Euwe & Kramer - The middlegame in chess vol. i & II: A book on pawn structures. I did not like it much, it seemed to be quite shallow.
Petrosian - Chess at the summit: I'm reasonably sure I translated it wrongly. The book is Petrosian talking about a bit of everything. It is interesting but I was never too fond of it.
Dvoretsky & Yusupov - Opening Preparation: I have never liked Dvoretsky's books until the last ones with pure exercises came to the market. This may be the reason why. I doubt I finished this one.
O'Kelly - World Championship 1969: A book about the Petrosian - Spassky match that won Spassky. I never took it seriously and I doubt I finished it.
Levenfish & Smyslov - Rook endgames: I read this like three times and may be like the most boring book ever (I always had a thing for endgames). Of course I forgot everything rather soon.
Maizelis - Pawn endgames: I read this like three times too (curiously I've read the pawn endgame chapter from Dvoretsky's endgame manual three times too already). It is not as boring as the Levenfish and Smyslov book, but today the job is done better.
Nimzowitsch - My system: A book every youngster is really fond of. I read it several times and was shocked when I lost a game were I was occupying an open file as advised in the book. Admittedly the open file was the a-file and I was getting massacred on the centre. After that I took this book with a grain of salt. As an adult I read mixed opinions of this book. Some think it is one of the greatest books ever, others thing is just really outdated.
Nimzowitsch - The practice of my system: It should be similar to the previous book but I do not keep any memory of it, so it should not be great.
Alburt - Test and Improve Your Chess: I read this when I was starting to play more seriously and thanks to it I played the Alekhine defense and the Benko gambit. Other than that I do not remember this book as anything special.

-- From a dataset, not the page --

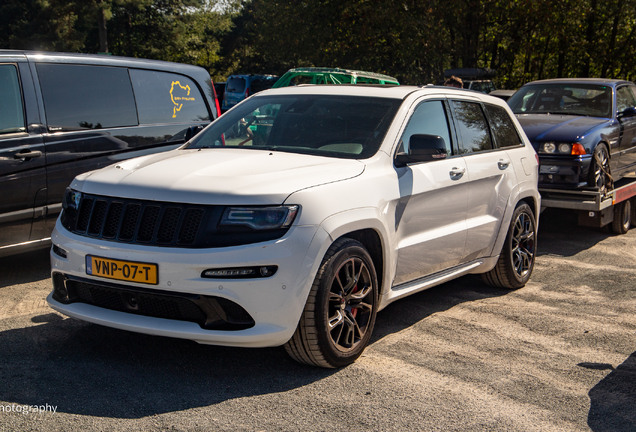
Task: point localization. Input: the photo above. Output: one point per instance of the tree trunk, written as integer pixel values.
(609, 56)
(101, 23)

Bronstein - Zurich Candidates 1953: The book I'm most fond of. I should have read it more than three times and was (and maybe still is) my all time favorite. I won't read it again as I may change my opinion of it because I'm sure the analysis does not hold up and is shallow.
Kotov - Think like a Grandmaster: This book is quite famous. I tried to read it but never quite like it (although I tried really hard). Every comment about it I've read as an adult points out that I was not alone.
Fischer - My 60 memorable games: I should have liked this book as it is about a collection of games (the books I liked the most), but I never quite liked it. Maybe it is because I never liked Fischer (not because he was mad but because everyone was always such a fanboy about him I could not stand it) but I do not think I have finished this book.
Timman - The art of the analysis: Another supposedly great book that I was not really fond of. I guess here it is because Timman really worked in his analysis and as I mainly read the text commentary it did not attract me.
Alekhine - My best games vol I & II: It was not a bad book but I had it photocopied (a club's mate got it photocopied and then bought the book so he gave me the pirated book) and I did not liked it as much because of it.
Reinfeld - 1001 Winning Chess Sacrifices & Combinations: Not a bad book. I should have read it two or three times when I was reaching my peak elo (I was never good at tactics and that may be the reason). Nowadays I'm sure there are tons of books better than this but in the 90's that is what we had. The book is really worn out because I inherited it from my parents.
And that's all the books I've got on my bookshelf from my childhood.